I think that showing the outcome at the beginning of the video and only then starting explaining how it's done can be a kind of a "hook" for viewers. Keep it up!
It wasn't about Jennifer Lawrence, but using a prompt with a celebrity (that surely is included in the StableDiffusion model), helps improving the consistency between a sequence of frames.
Looks like the best way to do prepared this is to render the character against a green background and render the background separately. Then just key it out as normally.
Yes, green-screening the character in Blender and making 2 render-passes in SD, one with the character and one with the background, would also be an option. I used this method in one of my previous tutorials about creating an audio-reactive music video with StableDiffusion. Makes sense!
Right, temporal coherence still is one of the big issues with this technology. Still, it's getting better over time and just I'm trying to find some workarounds, by green-screening the character from the background and rendering it separately, which seems to produce better results in most cases. Also tried RunwayML Gen 1, but that's in my view not yet suitable for producing professional stuff, due to it's severe time limitations for rendering clips. Maybe I'll make a video about it, I I think I can add a valuable contribution to this topic.
This is incredible. But also insanely long and complicated. I hope someday they can make an AI that can generate this video all in 1 app. Something like ModelScope text to video synthesis 2. Or stable warpfusion. Or Runway Gen 1. Also you made this very long and complex. I think you could just use a video game like Blade & Soul to create the avatar, dance, background scene, and just record a video of the video game. Then input the video into stable diffusion. Using a video game could have saved you 100 of those steps.
I know, it's still a long process, but that's where we stand now. I'm working on a video to compare the pros and cons of Runway Gen 1 and Automatic1111 in video creation in a quick step by step guide, also giving some ideas how to deal with the Auto1111 temporal coherence issues. You are right in the sense that using a video game as an input could accelerate the process, but since I'm not so much into video-gaming, I had to go the more tedious way and create the input-footage myself. But it's a good advice that you gave!

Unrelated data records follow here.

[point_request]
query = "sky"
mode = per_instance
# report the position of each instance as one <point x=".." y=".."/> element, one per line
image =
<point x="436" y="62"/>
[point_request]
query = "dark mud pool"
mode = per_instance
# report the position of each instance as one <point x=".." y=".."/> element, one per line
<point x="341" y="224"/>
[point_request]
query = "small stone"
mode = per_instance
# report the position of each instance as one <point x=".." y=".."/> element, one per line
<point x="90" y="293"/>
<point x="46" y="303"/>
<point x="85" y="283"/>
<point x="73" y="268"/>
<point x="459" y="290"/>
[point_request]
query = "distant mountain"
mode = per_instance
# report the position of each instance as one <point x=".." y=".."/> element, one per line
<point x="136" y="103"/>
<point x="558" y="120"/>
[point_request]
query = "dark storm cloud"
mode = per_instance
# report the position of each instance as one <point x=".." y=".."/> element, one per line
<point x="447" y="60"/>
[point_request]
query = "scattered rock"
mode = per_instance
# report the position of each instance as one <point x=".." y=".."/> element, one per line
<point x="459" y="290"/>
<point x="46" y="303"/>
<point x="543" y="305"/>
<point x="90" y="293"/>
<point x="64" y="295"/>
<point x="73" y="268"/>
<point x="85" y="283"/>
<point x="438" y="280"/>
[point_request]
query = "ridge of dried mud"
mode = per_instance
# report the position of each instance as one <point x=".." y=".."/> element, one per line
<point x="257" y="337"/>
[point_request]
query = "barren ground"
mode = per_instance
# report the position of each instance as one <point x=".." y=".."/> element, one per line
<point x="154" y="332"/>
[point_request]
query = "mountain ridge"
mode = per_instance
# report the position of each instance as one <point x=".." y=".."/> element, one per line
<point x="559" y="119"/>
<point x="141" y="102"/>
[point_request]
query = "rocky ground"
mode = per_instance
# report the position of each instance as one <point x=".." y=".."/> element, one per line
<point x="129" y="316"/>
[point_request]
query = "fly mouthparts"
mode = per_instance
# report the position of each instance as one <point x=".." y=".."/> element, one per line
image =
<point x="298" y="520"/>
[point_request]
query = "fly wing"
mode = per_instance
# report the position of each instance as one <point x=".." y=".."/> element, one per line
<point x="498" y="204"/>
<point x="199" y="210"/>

Such a program has already been created by Epic Games. The Meta Human mobile application allows to record your movements as animation and voice acting in 5 minutes.
Great intro to that topic. But did you also manage to get a good video result, where the costume stays the same, as well as the background? If so, is there any chance for a follow-up video?
I'm just working on that issue! There've been a lot of developments in StableDiffusion since I've posted this video, and now it has become possible to produce stable, flicker-free animations of any person, just by using a Blender animation or a video input and a single facial photo of that person. I'm planning to post another tutorial in the coming week, this time using ComfyUI instead of Auto1111, as it's more versatile... just need to solve a few minor issues before I'm ready.
Well, the Deform extension still has some issues with temporal inconsistencies. You can get better results, if you set the Strength and CFG-Scale even lower, so StableDiffusion sticks closer to the original video. Also I found that batch img2img and ControlNet, with low strength and scale make the scene to stay more consistent.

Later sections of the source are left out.